College tasters give leavers an appetite

27th April 2001 at 01:00
The success of a programme aimed at finding jobs for Christmas leavers is being acclaimed. West Work, which has been operating for four years in West Lothian, is said to have doubled the employment chances of a group traditionally at risk of remaining jobless.

More than two-thirds of those who took part have found a job or gone into further education. Only 37 per cent of those who left school at the same time and did not join West Work are now in employment.

The programme is organised by Career Development Edinburgh and Lothians, the local council, Scottish Enterprise Edinburgh and Lothian and a number of local employers.

So far 120 pupils have benefited by attending West Lothian or Oatridge colleges for 12 weeks. They have undertaken Scottish Qualifications Authority courses in a range of subjects including care, joinery, motor vehicles, engineering, electronics, photography and sport and leisure.

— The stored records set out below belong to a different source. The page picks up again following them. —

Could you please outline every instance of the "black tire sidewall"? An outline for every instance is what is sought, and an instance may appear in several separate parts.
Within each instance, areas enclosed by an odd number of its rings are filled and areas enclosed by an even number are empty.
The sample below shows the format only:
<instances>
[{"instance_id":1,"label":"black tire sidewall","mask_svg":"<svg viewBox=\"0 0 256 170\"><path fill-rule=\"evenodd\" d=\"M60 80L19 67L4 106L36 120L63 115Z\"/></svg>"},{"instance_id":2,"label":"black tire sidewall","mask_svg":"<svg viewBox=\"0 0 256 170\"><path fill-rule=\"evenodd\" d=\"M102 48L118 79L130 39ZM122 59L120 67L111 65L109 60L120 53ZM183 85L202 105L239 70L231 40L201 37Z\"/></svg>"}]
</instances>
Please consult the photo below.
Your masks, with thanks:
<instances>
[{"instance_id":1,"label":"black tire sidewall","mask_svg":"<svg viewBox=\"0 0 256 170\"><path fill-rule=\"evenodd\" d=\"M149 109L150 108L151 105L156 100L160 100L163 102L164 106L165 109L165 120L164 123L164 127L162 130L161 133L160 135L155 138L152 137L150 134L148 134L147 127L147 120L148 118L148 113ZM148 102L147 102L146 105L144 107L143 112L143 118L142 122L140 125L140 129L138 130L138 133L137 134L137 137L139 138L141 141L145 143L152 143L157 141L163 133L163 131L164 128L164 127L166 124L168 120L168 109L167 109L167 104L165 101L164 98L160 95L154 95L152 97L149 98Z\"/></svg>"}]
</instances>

There were also seminars led by employers such as Standard Life, Pizza Express and the Army. A four-week work placement followed the collge course to give a taster of life with a local company.

Alistair Russell, aged 16, was among the most recent group of participants. "Before going on West Work I really didn't want to go to college. I wasn't interested in school any more and I thought college would be just more of the same," he says.

But after a motor vehicle course he is spending two years learning about vehicle maintenance at Livingston training centre.

West Work, which is being rebranded as Westwork Plus, may now be extended to the rest of Lothian. Charlene O'Connor, executive director of Scottish Enterprise Edinburgh and Lothian, said: "Inclusion is a fundamental issue affecting the Lothian economy and it is important that we make every effort to help young people to make the most of the opportunities available to them."

Peter Swan, of Career Development Edinburgh and Lothian, said the programme challenged "pupils' negative perceptions of work and further education, while at the same time encouraging them to think seriously about what they want to do."